Выпалив эту тираду, следователь просиял. Наконец-то, нашел выход из положения. Он вернулся на свое место, опустился в кресло, придвинул к себе лист бумаги и аккуратно вывел: «Протокол допроса…»

Он напряженно смотрел на меня, ожидая моей исповеди, но я молчал.

— Давайте, черт возьми, будем записывать! — взорвался следователь. — Опять будем с вами тут канителиться всю ночь? Рассказывайте о ваших ошибках…

— Что ж, — неторопливо заговорил я, — и в моих кое-каких книгах, написанных в разные годы, можно найти какие-то недостатки, просчеты, но это компетенция литературной критики, а не следователей, надзирателей, стражников… Да о таких вещах говорят, спорят не в комнатах следователей, не за тюремной решеткой, а в клубе, библиотеке, во время прогулки в парке…

— Вы нас не учите… Знаем, какие у вас антисоветские настроения! — вскипел следователь и швырнул ручку на стол. — Вам не удастся выкрутиться от ответственности.

Он опять, рассерженный, вскочил с кресла и зашагал нервно по кабинету. Покосившись в мою сторону, после длинной паузы заговорил:

— Вот я просмотрел некоторые ваши книги и убедился, что вы есть самый настоящий буржуазный националист…

— В чем это выражается, если не секрет? — вставил я.

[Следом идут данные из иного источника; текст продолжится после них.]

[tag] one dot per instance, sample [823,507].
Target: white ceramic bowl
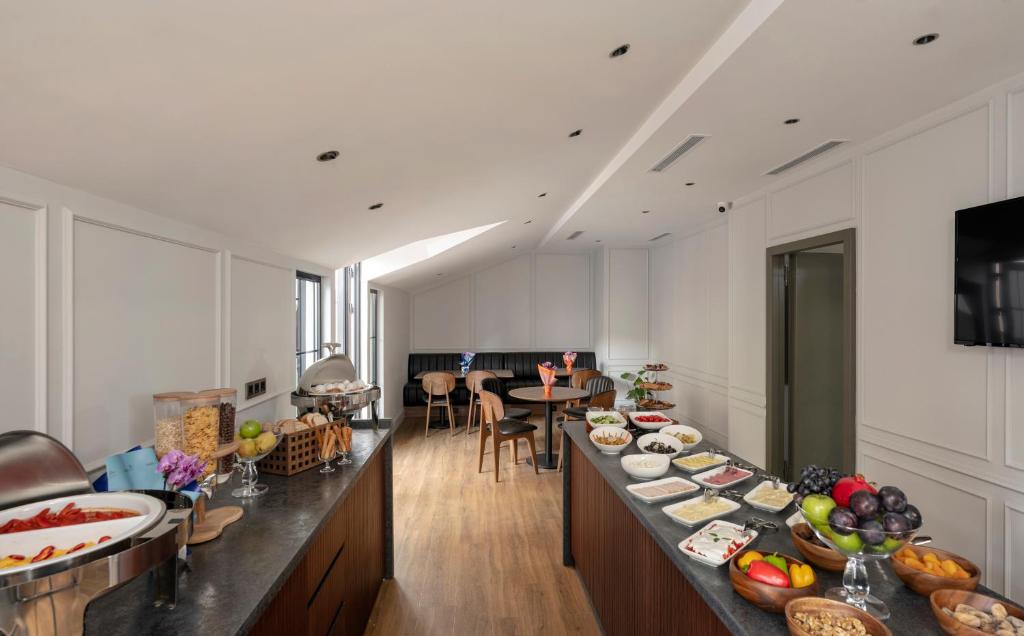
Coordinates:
[668,440]
[645,465]
[682,428]
[615,431]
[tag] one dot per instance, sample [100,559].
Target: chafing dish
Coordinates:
[334,369]
[48,598]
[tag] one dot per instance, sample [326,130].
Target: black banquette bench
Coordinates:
[522,364]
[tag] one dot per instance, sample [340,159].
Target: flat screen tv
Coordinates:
[989,278]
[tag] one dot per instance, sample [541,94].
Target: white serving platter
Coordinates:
[748,539]
[671,510]
[719,460]
[767,485]
[649,425]
[701,478]
[635,489]
[620,420]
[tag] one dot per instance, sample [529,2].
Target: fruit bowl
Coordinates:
[252,450]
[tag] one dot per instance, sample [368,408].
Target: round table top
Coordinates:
[558,393]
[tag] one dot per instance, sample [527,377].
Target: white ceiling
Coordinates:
[456,114]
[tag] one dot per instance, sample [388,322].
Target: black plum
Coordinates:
[864,505]
[841,520]
[871,533]
[893,499]
[912,515]
[895,522]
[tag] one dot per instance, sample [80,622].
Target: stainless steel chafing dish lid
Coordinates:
[335,368]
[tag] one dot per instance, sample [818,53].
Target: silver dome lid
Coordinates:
[334,368]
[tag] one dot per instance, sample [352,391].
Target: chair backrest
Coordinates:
[604,400]
[494,410]
[474,380]
[580,378]
[438,383]
[599,384]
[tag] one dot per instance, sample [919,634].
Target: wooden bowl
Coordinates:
[925,584]
[823,557]
[814,604]
[951,598]
[768,597]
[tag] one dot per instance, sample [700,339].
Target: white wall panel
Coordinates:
[262,343]
[747,297]
[916,382]
[628,309]
[441,316]
[820,201]
[145,312]
[562,303]
[502,305]
[22,324]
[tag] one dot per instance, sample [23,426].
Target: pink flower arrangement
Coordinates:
[179,469]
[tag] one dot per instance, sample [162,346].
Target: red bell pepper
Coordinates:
[768,574]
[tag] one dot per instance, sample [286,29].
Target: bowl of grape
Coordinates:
[859,521]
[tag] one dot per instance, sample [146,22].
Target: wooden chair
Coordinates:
[503,429]
[605,399]
[438,384]
[474,384]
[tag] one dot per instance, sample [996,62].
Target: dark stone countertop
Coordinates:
[230,580]
[911,612]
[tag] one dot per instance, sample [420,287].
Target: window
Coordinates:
[307,322]
[373,328]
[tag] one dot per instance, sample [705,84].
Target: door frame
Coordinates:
[775,349]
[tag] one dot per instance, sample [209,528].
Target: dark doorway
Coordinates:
[811,313]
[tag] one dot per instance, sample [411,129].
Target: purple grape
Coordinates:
[871,533]
[912,515]
[864,505]
[893,499]
[895,522]
[842,520]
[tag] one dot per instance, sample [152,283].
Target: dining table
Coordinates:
[559,394]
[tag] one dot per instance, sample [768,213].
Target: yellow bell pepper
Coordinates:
[801,576]
[748,557]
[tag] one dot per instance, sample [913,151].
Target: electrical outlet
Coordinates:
[255,388]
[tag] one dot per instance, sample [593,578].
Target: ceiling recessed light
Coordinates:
[619,52]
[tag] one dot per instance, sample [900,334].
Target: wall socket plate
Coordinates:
[255,388]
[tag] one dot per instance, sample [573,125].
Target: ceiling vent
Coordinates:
[688,144]
[809,155]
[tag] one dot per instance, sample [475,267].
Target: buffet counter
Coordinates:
[627,555]
[308,556]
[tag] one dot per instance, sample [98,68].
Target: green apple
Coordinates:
[817,507]
[251,429]
[850,543]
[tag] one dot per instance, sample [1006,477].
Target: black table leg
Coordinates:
[548,459]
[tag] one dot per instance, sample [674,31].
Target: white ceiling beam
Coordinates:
[749,20]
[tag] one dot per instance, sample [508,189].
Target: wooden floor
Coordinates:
[473,556]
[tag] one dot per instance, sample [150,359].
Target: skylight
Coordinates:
[418,251]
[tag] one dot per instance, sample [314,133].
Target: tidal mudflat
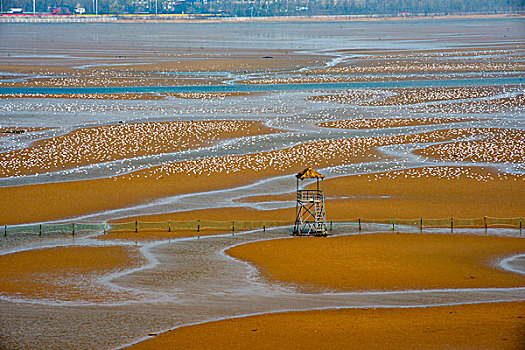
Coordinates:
[210,121]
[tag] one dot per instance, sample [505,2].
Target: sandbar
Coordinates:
[379,262]
[475,326]
[65,273]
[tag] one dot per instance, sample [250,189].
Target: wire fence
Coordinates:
[233,226]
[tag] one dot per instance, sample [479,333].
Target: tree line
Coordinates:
[256,8]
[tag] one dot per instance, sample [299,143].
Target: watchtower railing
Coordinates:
[309,195]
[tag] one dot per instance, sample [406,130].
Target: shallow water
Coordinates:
[192,280]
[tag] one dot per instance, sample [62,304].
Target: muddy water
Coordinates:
[187,281]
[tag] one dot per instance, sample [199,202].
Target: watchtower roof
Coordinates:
[309,173]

— Ну как же, главные ваши персонажи или, как по вашему, образы — это евреи… И быт еврейский… Может быть, и это будете отрицать?

Меня рассмешили его наивные слова.

— Был бы я турецким писателем, — сказал я, — тогда в моих произведениях действовали бы, наверное, турки… Не назовете же националистом Шолохова за то, что главные герои его книг — донские казаки? В книгах латышского писателя Виллиса Лациса действуют в основном латыши… Я являюсь, как у вас написано в протоколах, еврейским писателем, и мои герои, естественно, евреи. Быт еврейский, язык еврейский и прочее… Национальный характер не имеет никакого отношения к национализму… По крайней мере за такое не сажают в тюрьму…

Он немного успокоился, подумал и махнул рукой:

— Ладно, пусть так!.. Напишем «национальная ограниченность». Тоже можно схлопотать десять лет… Опять-таки, зависит от твоего поведения…

В зависимости от настроения он обращался ко мне то на «ты», то на «вы».

— Никакой ограниченности в этом нет, — ответил я, — но если вам что-нибудь все же надо записать в протоколе, пишите, что, по-вашему мнению, изображение людей определенной национальности — это ограниченность… Но что касается каких-то там мифических «центров», «антисоветской пропаганды»… Этого не было, и никогда не подпишу…

Он долго смотрел мне в глаза, словно стараясь разгадать, какую еще хитрость я могу придумать, и наконец-то стал что-то записывать.